He stopped, paused for a moment and doubled back to the table where we were having coffee.
“Will you take photo of me?” he asked.
Rudy hesitated only for a moment and then: “Sure.”
They gave their poses some serious consideration. Rudy did what he usually does and showed them to the photo on his screen.
“Will you send it to me, please?”
Ah, the guide book had mentioned this – locals approach tourists with cameras asking for their photo and then ask them to send it. It’s important to honour any promises you make as it means a lot to them.
First was breakfast and a walk around the local market:
The fairground was in full swing. Boys were crowded around a stall. A 3×2 grid with numbers 1 – 6 was on a board in the centre. Three die were rolled (under a can) by the house. Players would bet by placing their money in one or more of the squares. The can was lifted to reveal three numbers. If your number(s) appeared on one of the die, you won your stake. If not, you lost. I wasn’t sure whether you won more if more than one die showed your number(s).

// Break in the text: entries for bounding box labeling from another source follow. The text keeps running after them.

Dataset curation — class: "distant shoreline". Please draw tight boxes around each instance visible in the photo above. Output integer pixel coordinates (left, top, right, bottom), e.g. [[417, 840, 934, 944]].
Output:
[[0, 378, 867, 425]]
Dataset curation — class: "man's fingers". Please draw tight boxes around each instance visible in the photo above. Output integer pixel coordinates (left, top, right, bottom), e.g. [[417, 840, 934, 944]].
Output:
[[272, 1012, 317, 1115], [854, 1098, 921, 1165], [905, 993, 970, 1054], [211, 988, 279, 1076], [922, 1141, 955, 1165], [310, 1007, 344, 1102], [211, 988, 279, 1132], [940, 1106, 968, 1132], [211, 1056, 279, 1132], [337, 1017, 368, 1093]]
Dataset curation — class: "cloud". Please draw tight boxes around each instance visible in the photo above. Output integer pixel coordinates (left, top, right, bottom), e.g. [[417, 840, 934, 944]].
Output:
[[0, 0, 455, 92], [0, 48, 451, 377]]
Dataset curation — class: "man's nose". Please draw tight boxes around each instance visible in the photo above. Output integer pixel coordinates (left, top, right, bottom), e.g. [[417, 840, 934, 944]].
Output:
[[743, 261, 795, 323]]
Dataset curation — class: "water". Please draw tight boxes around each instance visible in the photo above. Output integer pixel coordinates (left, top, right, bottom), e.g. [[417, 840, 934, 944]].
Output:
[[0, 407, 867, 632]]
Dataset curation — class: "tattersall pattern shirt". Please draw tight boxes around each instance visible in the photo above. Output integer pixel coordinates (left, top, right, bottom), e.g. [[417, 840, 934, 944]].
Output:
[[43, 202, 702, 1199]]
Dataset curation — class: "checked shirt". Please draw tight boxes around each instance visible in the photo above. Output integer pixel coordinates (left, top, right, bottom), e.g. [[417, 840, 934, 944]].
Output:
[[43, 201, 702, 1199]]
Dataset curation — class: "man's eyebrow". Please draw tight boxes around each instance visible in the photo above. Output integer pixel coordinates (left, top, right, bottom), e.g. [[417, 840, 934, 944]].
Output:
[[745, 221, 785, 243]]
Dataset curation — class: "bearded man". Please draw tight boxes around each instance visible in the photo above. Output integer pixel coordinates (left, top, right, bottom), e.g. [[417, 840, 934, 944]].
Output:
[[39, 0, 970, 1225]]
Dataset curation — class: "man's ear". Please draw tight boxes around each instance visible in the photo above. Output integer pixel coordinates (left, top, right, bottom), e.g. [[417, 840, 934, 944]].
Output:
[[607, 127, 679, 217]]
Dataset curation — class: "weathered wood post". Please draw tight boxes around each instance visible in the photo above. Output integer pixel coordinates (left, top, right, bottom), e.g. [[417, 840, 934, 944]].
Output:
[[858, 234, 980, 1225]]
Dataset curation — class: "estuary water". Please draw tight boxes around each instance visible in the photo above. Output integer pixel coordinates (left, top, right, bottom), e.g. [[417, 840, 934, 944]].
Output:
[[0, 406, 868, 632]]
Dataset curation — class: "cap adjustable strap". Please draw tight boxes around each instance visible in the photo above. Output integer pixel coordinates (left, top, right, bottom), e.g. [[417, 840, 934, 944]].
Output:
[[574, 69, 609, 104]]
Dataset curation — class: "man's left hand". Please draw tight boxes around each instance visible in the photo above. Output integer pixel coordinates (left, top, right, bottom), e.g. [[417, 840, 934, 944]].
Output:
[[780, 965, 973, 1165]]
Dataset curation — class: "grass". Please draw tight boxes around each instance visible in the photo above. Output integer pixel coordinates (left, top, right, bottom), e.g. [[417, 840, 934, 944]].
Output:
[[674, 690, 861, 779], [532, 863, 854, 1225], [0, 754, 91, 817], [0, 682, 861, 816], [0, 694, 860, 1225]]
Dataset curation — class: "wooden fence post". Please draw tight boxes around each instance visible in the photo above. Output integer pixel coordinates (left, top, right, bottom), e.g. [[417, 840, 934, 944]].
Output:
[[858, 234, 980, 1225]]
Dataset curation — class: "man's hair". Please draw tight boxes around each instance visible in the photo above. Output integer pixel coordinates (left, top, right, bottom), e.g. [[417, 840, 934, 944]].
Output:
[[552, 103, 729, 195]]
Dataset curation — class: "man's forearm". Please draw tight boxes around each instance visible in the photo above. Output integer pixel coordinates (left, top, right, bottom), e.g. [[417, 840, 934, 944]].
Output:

I watched as one lot of children got off the carousel as another ran to the various rides (one of which was called Justin Bieber and another Rihanna) and jumped on board. The supervisor first collected the money from each of the children and then proceed to push the carousel. No electricity, no problem.
These two saw Rudy’s camera and couldn’t resist putting on a little photo shoot:
Basketball was being played on a really rather good court (albeit it concrete) with all the right markings. Eight boys were playing together, with smaller children on another of the four courts. A couple wore sandals, but the others were bare-footed. At exactly ten o’clock, they finished and went to wash their feet by the clubhouse. Training was over for the day.
For lunch, Jimmy had recommended La Manga restaurant, so we started walking out of town. Surburbia appeared very quickly – just 100 metres down the road there was a different feel to the place. Houses were spaced further apart and the opposite bank housed not a small village and football “pitch” but a banana plantation.
Just as we arrived at a La Manga, a shiny new bus pulled up to the entrance and we watched as two dozen elderly westerners walked up the steps. It didn’t bode well for a peaceful, efficient meal. Pants. Very bad timing indeed. But back at our hotel the “kebab de poulet” went down very well. Seven times the price of the street food, but ten times the meat content, it was actually a pretty good deal.
And this bright green gecko with red markings paid us a visit:
Ranomafana means “hot” (mafana) “water” (rano). Early settlers came for the hot springs, not the rainforest.
It was called a “piscine” (swimming pool), but I wasn’t really sure what to expect. But it was, indeed, a swimming pool. Surrounded by palms, grass and benches, dozens of brown bodies splashed in the water. But then I noticed that most of them were, in fact, sitting on the side of the pool with their feet dangling in the water.
I soon found out why. The water was at least 35 degrees (that’s 95F for you oldsters). It was lovely to slide in and be engulfed in a big, warm hug. I pootled up and down – it was too hot to swim properly – played around and sat on the side to enjoy the cooling air.
Princess Vachina engaged me in a brief conversation… and then very directly asked for my email. Malagsy culture is very family-focused and the more well-off are expected to look after their less-fortunate relatives. I’m not saying she was going begging (she was fairly plump and very well dressed), but the speed with which our relationship had progressed was a little disconcerting. So I did what I usually do and get their contact details. (As an aside, I looked her up on Facebook later that day but only came across Dynasty VaChina which I’m pretty sure was not who I was looking for!).
Back via the hot thermal spring, which was bubbling away to itself and looking far hotter than the pool:
And the basketball court where the ladies were playing – and they were considerably better than the boys.
A wonderfully relaxed day in Ranomafana. If I’d have been travelling for longer, I definitely would have hung around her for a few more days to chill and write, but with only three weeks, it was time to move on.